0

I would like to estimate the variance of the error term in the ordinary linear regression model. The obvious estimate is the sample variance of the residuals, however this estimate consistently underestimates the real value. A simple simulation in R confirms that:

    x = rep(0:1, c(10, 10))
    a = replicate(1000, var(residuals(lm(rnorm(20, mean = x, 
                          sd = 1) ~ x)))); mean(a)
    0.9418632

This is of course makes sense, since when optimizing a linear model we are actually optimizing this error and the real generating model would always give somewhat bigger errors.
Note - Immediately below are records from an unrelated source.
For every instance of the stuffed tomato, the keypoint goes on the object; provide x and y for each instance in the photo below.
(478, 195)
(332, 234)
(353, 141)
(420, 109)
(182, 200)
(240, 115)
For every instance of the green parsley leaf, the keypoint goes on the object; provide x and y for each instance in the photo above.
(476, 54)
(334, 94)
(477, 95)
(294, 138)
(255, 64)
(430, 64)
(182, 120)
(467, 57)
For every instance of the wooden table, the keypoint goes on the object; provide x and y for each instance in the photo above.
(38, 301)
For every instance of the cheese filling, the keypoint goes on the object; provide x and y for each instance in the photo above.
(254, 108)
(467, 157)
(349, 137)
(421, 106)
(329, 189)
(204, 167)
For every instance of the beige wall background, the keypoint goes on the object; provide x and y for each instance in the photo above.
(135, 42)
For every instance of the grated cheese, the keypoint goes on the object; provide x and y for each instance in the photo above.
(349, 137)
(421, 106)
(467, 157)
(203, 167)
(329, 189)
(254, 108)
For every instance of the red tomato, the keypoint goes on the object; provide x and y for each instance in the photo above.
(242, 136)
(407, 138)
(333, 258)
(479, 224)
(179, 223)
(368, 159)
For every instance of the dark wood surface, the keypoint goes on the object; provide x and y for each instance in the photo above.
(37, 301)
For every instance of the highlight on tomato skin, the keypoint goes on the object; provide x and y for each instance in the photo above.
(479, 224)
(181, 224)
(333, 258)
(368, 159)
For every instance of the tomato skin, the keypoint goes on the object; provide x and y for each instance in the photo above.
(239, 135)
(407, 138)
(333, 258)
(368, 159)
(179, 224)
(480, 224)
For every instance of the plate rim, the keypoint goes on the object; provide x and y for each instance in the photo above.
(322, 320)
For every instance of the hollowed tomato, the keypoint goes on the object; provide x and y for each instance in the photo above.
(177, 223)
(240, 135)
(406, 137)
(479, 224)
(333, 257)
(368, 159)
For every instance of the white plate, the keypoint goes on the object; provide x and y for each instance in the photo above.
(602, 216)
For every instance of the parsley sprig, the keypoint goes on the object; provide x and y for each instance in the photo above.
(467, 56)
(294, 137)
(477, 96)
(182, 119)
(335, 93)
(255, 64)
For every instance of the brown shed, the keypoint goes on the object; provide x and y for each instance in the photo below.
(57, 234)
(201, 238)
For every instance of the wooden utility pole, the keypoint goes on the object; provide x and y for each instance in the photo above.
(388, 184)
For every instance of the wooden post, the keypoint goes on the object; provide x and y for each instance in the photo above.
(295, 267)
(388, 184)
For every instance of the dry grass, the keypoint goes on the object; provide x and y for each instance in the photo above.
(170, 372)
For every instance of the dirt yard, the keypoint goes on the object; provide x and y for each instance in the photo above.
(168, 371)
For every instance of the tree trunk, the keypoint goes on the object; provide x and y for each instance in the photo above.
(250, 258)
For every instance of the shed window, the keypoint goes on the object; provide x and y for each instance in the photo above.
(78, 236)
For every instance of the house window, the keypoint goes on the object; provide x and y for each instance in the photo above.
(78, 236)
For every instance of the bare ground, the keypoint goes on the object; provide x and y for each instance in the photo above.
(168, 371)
However, is there a good way to get an unbiased estimate for this error? One possibility is probably using some kind of cross-validation scheme, but is there any way to calculate this analytically?

Raivo Kolde
  • 163
  • 1
  • 5
  • 4
    Hint: have you ever noticed the "residual standard error" part of lm's summary output? It is not the square root of the variance of the residuals. It's computed with the command resvar <- rss/(n - p) in summary.lm, where p is the "degrees of freedom" reported, rather than as rss/(n - 1), which is what var is doing. – whuber Sep 11 '12 at 18:40
  • 1
    Cool! At least on the example above this works. Thanks! – Raivo Kolde Sep 11 '12 at 18:47
  • It is right. It will work for any regression problem. – Michael R. Chernick Sep 11 '12 at 18:54

0 Answers0